As you already know, I’ve been trying to be more intentional with my time during the work week, in order to avoid having to work for a large chunk of the weekend. Admittedly, I haven’t quite mastered this concept quite yet. But, I’m working on it—I promise!
While I haven’t been able to completely eliminate work from my weekends, I have been able to significantly cut down on the amount I have to do. It’s not perfect, but it’s something! So, here are a few real strategies I’ve used to kick my work week productivity into high gear and save (most of) my weekend for straight up relaxation!
This is something I recently started doing after completing my to-do list, and it’s really helped me a lot. Once my whole list of tasks for the day is jotted down, I go through and write a time estimate next to each item. How long do I think each to-do will take me? Not only does this help me to easily see whether or not I’m being realistic with my workload, but it’s also super motivating. If I know something typically takes me 20 minutes yet it ended up taking me an hour, I know I’m not maximizing my work time as much as I could. It’s time to buckle down and focus!
Yes, I usually have my standard daily to-do list. But, I started to realize there was an issue with those. What’s that? Well, I have quite a few articles and assignments that need to be ready to go live on Monday mornings. However, they never made it onto my to-do lists during the week prior. So, that meant I was scrambling on Saturday or Sunday to get those things done.

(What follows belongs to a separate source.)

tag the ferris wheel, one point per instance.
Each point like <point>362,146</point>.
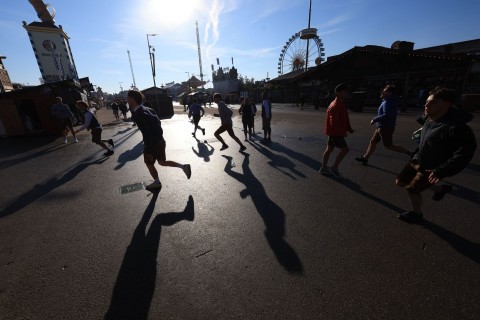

Now, typically on Tuesdays, I create what I call a “weekend list”. That’s a list of all of the items that I usually take care of over the weekend. That allows me to get a quick glimpse at all of those assignments, and work them into my to-do list over the week—avoiding that mad dash on the weekend!
Well, duh, right? But, you and I both know cutting out the distractions and getting down to business isn’t always as easy as we’d like to think.
Luckily, I’ve found one really helpful method in making the most of the time I have: I removed social networks from my bookmarks bar. Yes, it can be a little inconvenient when I need to legitimately promote something on a platform. But, it’s really cut down on the amount of times I mindlessly open a new browser tab and scroll through Facebook, because I have to physically type in the URL—it puts more thought into the process. Give it a try!
I tend to be a little too optimistic and far-reaching with my goals and aspirations. Not only do I want to wrap up a few articles over the weekend, but I also want to clean up my Pinterest boards, work ahead for Monday, and rebrand my entire business.
While it’s good to be ambitious, that much pressure pretty much guarantees a one-way ticket to Burnoutville. So, recognize when you’ve put in a good day’s (or week’s!) work, and call it quits. There’s always tomorrow.
Do you work on the weekends? What do you do during the week to make sure you get the weekends off?